Iterator examples¶

Chainer provides some iterators that implement typical strategies to create mini-batches by iterating over datasets. SerialIterator is the simplest one, which extract mini batches in the main thread. MultiprocessIterator is a parallelized version of SerialIterator. It maintains worker subprocesses to load the next mini-batch in parallel.

SerialIterator¶

class chainer.iterators.SerialIterator(dataset, batch_size, repeat=True, shuffle=True)[source]¶

Dataset iterator that serially reads the examples.

This is a simple implementation of Iterator that just visits each example in either the order of indexes or a shuffled order.

To avoid unintentional performance degradation, the shuffle option is set to True by default. For validation, it is better to set it to False when the underlying dataset supports fast slicing. If the order of examples has an important meaning and the updater depends on the original order, this option should be set to False.
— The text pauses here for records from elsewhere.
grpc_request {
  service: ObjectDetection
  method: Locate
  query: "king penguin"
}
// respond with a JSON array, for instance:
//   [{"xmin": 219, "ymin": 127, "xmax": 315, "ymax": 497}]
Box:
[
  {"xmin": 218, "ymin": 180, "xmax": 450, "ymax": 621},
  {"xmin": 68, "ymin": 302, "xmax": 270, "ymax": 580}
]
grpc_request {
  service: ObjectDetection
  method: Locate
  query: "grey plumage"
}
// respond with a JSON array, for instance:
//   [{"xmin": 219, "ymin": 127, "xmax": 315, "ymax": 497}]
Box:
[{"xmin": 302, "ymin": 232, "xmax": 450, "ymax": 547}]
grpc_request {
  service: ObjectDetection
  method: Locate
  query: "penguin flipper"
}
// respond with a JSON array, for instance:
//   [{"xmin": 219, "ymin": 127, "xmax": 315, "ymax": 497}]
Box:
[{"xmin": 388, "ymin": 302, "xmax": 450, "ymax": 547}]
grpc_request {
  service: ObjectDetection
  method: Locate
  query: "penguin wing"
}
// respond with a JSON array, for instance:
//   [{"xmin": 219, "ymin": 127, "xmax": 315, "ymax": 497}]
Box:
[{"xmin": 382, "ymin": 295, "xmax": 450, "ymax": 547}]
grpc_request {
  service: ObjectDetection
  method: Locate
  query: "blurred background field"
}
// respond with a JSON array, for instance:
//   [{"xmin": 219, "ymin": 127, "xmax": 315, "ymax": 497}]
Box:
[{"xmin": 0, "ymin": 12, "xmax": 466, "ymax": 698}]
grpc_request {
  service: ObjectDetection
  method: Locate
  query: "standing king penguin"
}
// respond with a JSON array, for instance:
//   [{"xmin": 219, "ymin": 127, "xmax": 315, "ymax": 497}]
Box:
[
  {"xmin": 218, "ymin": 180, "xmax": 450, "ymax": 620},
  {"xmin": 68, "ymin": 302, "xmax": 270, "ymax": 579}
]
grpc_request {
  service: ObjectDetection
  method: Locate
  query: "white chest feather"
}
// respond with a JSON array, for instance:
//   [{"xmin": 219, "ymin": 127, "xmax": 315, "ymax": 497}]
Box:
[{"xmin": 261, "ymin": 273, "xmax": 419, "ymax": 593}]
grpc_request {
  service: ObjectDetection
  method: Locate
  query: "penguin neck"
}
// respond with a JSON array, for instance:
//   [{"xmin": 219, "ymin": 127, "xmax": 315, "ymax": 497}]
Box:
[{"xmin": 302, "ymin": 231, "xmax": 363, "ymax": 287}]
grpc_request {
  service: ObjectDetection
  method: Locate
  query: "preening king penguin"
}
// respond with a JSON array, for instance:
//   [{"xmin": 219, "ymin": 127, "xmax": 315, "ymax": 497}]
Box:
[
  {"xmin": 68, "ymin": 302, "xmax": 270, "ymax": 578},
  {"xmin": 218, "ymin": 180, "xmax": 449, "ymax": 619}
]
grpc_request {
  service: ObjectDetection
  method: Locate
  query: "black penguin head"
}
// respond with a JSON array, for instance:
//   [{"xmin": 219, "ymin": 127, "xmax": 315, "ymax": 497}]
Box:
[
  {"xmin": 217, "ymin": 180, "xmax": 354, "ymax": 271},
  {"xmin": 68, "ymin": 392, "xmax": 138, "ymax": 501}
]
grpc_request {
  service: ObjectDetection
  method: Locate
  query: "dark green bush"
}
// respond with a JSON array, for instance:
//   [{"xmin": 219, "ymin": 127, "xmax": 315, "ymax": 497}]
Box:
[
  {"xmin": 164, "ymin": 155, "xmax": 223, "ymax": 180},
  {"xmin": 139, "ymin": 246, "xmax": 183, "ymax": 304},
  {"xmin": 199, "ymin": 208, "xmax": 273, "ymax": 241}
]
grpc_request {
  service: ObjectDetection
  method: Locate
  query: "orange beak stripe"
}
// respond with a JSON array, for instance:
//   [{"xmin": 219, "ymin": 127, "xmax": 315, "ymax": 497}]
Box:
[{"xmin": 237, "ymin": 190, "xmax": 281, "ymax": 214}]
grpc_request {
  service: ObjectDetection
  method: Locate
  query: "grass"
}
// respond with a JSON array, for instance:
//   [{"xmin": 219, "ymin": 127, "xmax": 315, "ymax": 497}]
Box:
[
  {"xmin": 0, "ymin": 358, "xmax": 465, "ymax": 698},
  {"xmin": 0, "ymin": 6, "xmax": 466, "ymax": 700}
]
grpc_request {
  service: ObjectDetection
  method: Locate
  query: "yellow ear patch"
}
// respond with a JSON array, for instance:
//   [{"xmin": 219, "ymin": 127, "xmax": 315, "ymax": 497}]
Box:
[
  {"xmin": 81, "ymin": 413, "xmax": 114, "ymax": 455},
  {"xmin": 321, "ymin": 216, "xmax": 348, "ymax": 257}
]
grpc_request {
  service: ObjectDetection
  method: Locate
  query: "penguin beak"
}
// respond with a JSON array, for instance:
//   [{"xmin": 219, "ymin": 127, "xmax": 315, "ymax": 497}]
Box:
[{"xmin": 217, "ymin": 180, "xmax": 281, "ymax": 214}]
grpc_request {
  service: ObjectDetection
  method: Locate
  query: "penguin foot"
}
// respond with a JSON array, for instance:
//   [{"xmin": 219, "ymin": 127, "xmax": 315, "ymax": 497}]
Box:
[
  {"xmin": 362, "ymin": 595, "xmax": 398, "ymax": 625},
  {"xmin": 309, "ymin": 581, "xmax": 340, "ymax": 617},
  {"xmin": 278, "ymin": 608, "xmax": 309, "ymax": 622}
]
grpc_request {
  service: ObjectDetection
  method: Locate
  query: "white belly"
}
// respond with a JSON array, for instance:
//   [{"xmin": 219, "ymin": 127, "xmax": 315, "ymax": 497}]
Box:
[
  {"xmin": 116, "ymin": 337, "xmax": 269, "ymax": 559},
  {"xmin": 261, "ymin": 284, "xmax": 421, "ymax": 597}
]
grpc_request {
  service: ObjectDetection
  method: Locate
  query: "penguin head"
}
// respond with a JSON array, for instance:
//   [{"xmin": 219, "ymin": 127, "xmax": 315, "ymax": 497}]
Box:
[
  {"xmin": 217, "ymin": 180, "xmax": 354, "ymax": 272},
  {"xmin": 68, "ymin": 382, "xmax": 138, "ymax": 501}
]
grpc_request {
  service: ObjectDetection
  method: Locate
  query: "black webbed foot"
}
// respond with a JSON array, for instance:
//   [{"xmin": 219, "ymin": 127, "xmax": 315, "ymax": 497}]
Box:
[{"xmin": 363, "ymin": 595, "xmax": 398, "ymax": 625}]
This iterator saves -1 instead of None in snapshots since some serializers do not support None.

Parameters:	dataset – Dataset to iterate. batch_size (int) – Number of examples within each batch. repeat (bool) – If `True`, it infinitely loops over the dataset. Otherwise, it stops iteration at the end of the first epoch. shuffle (bool) – If `True`, the order of examples is shuffled at the beginning of each epoch. Otherwise, examples are extracted in the order of indexes.

MultiprocessIterator¶

class chainer.iterators.MultiprocessIterator(dataset, batch_size, repeat=True, shuffle=True, n_processes=None, n_prefetch=1, shared_mem=None)[source]¶

Dataset iterator that loads examples in parallel.

This is an implementation of Iterator that loads examples with worker processes. It uses the standard multiprocessing module to parallelize the loading. The dataset is sent to the worker processes in the standard way using pickle.

Note that this iterator effectively prefetches the examples for the next batch asynchronously after the current batch is returned.

This iterator saves -1 instead of None in snapshots since some serializers do not support None.

Parameters:

dataset (Dataset) – Dataset to iterate.
batch_size (int) – Number of examples within each batch.
repeat (bool) – If True, it infinitely loops over the dataset. Otherwise, it stops iteration at the end of the first epoch.
shuffle (bool) – If True, the order of examples is shuffled at the beginning of each epoch. Otherwise, examples are extracted in the order of indexes.
n_processes (int) – Number of worker processes. The number of CPUs is used by default.
n_prefetch (int) – Number of prefetch batches.
shared_mem (int) – The size of using shared memory per data. If None, size is adjusted automatically.